Everyone agrees that it is important for AI systems to be developed and used ethically. The next step is deciding who decides what those ethics are and who provides accountability to the AI’s creators.
One example of ethical variance is seen in the use of facial recognition that has been adopted by police departments in the US, UK and China despite the fact that the software can be inaccurate in identifying people with darker skin and women. Law enforcement is faced with the task of balancing individual privacy and the known error rate in the software with public safety. In contrast, the civil rights organization NAACP prioritizes their grave concerns about racial profiling in facial recognition software.
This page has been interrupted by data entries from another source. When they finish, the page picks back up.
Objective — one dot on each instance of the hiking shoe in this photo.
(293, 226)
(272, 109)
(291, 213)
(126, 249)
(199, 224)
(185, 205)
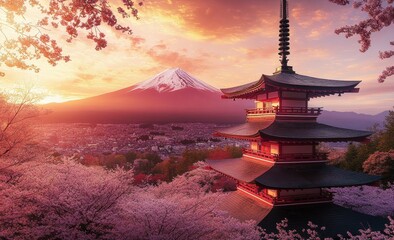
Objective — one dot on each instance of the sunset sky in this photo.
(224, 43)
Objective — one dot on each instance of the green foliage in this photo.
(386, 141)
(235, 152)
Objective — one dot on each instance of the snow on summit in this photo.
(173, 79)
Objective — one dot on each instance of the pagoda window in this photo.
(274, 148)
(265, 147)
(294, 95)
(254, 146)
(259, 104)
(293, 103)
(290, 149)
(272, 192)
(273, 95)
(261, 97)
(295, 192)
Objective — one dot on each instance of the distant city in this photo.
(164, 139)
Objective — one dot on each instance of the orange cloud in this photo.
(169, 58)
(219, 19)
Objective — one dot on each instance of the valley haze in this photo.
(175, 96)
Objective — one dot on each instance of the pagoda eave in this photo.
(311, 131)
(241, 169)
(311, 175)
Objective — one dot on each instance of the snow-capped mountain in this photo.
(171, 80)
(171, 96)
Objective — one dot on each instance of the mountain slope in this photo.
(172, 80)
(352, 120)
(171, 96)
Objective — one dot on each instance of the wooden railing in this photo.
(281, 200)
(261, 154)
(303, 198)
(288, 157)
(285, 110)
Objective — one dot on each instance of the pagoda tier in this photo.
(272, 129)
(315, 87)
(289, 176)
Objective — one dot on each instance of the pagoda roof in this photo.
(281, 130)
(311, 175)
(242, 169)
(291, 81)
(292, 131)
(242, 207)
(248, 129)
(335, 219)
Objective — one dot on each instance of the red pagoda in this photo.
(283, 174)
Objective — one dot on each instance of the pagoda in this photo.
(283, 174)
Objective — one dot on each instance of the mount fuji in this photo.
(171, 96)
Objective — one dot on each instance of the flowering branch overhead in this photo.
(22, 42)
(380, 15)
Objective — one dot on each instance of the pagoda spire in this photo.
(284, 39)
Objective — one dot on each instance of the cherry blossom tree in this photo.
(66, 200)
(18, 110)
(359, 199)
(380, 16)
(380, 163)
(23, 41)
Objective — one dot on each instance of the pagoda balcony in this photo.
(324, 196)
(286, 111)
(320, 156)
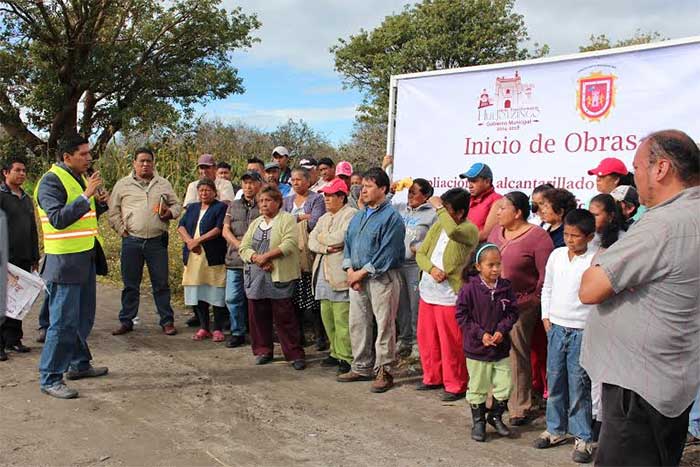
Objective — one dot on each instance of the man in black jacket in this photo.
(23, 240)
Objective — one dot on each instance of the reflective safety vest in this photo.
(80, 235)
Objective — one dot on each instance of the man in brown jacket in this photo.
(141, 205)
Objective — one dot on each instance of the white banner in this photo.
(543, 122)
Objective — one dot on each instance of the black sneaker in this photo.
(299, 364)
(405, 351)
(343, 367)
(583, 452)
(330, 362)
(427, 387)
(321, 345)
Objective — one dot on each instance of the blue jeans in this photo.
(236, 301)
(44, 313)
(569, 406)
(694, 424)
(154, 252)
(72, 315)
(407, 319)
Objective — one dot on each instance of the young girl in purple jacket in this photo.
(486, 312)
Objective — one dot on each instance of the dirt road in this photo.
(172, 401)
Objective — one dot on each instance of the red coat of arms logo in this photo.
(595, 95)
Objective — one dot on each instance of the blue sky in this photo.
(289, 74)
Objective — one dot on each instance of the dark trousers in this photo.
(220, 313)
(262, 315)
(635, 433)
(72, 317)
(306, 305)
(44, 313)
(154, 253)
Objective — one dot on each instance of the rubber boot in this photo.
(478, 422)
(494, 419)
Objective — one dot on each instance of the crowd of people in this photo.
(510, 301)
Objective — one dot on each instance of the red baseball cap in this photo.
(609, 165)
(336, 185)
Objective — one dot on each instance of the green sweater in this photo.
(463, 239)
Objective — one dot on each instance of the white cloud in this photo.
(271, 118)
(300, 32)
(566, 25)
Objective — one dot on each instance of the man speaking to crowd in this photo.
(643, 340)
(69, 204)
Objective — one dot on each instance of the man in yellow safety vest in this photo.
(69, 203)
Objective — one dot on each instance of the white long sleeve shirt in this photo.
(562, 280)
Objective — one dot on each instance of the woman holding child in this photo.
(524, 249)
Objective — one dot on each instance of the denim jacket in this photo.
(375, 242)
For tech platforms, the ethical standards of what constitutes hate speech vary greatly between users. One solution has been to incentivize free expression while discouraging what is harmful and false content on platforms based on user interactions like upvotes/downvotes.
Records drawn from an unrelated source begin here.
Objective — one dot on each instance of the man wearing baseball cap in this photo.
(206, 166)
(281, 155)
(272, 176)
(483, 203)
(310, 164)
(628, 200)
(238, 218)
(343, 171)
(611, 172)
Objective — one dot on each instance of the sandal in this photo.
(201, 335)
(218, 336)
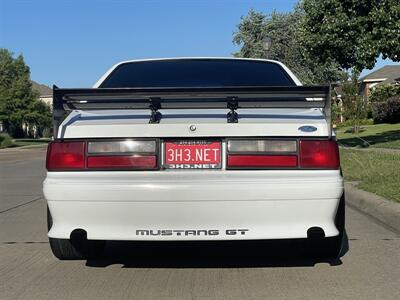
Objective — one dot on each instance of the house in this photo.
(45, 93)
(384, 75)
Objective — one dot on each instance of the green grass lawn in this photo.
(376, 171)
(376, 136)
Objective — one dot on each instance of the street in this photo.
(369, 270)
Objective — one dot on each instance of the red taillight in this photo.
(65, 156)
(315, 154)
(262, 161)
(122, 161)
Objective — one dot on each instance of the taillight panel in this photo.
(66, 156)
(102, 155)
(282, 154)
(319, 154)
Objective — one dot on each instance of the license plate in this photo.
(192, 154)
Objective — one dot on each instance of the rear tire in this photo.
(330, 247)
(68, 249)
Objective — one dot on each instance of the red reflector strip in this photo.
(319, 154)
(266, 161)
(65, 156)
(123, 162)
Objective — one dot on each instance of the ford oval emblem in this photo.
(307, 128)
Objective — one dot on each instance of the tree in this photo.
(19, 104)
(383, 92)
(353, 32)
(282, 30)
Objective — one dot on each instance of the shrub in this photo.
(5, 140)
(387, 111)
(383, 92)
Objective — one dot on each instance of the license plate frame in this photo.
(192, 154)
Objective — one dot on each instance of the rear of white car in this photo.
(185, 168)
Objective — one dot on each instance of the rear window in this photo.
(197, 73)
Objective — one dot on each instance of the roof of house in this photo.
(386, 74)
(43, 90)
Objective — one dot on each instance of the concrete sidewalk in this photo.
(386, 211)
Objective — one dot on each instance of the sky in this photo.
(72, 43)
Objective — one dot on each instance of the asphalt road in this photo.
(369, 270)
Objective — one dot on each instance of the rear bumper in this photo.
(193, 205)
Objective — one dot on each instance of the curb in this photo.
(384, 210)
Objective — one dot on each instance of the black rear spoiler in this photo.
(155, 99)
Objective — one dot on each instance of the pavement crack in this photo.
(22, 204)
(26, 242)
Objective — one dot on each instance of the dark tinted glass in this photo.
(197, 73)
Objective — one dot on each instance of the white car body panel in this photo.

The Moral Machine, created by MIT, attempts to use crowdsourcing to determine a universal morality of self-driving cars. According to an article in the MIT Technology Review, “They asked millions of people from around the world to weigh in on variations of the classic 'trolley problem' by choosing who a car should try to prioritize in an accident. The results show huge variation across different cultures.”
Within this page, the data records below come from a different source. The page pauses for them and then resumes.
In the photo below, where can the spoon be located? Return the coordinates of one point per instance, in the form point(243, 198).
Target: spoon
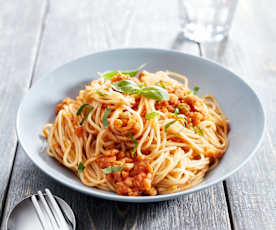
point(24, 216)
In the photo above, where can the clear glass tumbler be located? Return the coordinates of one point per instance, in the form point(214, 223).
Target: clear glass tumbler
point(206, 20)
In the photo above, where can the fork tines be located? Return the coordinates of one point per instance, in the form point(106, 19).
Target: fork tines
point(48, 211)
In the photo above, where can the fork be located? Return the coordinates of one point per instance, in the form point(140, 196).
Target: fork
point(54, 213)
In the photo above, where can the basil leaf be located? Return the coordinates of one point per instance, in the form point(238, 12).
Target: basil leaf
point(81, 108)
point(155, 92)
point(161, 84)
point(196, 89)
point(135, 142)
point(133, 73)
point(169, 124)
point(183, 107)
point(152, 115)
point(126, 86)
point(86, 114)
point(112, 169)
point(81, 167)
point(100, 94)
point(108, 75)
point(176, 112)
point(198, 131)
point(105, 121)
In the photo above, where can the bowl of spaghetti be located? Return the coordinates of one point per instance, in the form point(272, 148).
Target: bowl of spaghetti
point(108, 128)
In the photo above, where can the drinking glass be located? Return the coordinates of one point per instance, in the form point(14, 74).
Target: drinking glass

Similarly, Google has struggled to establish ethical standards, only to receive pushback from its employees about its involvement in military defense projects. Yet, a recent study has found that reading a code of ethics will not change the behavior of software engineers.
There is a solution that can potentially bypass the subjective nature of ethics and that is to point AI towards an action based on prioritizing international human rights. Philip Alston, an international legal scholar at NYU’s School of Law, says, "[Human rights are] in the constitution...They’re in the bill of rights; they’ve been interpreted by courts." Therefore an AI’s action should never remove basic human rights. This means that in order for AI to develop a universal code, it should not be based on ethics but to work with civil rights groups and researchers to study the impact of human rights throughout the life cycle of the AI.
Reality Changing Observations:
Q1. What are the similarities and differences between a code based on ethics and one on human rights?
Q2. Why is it important for AI’s behavior to be unambiguous and accountable?
Q3. How would you solve the trolley problem?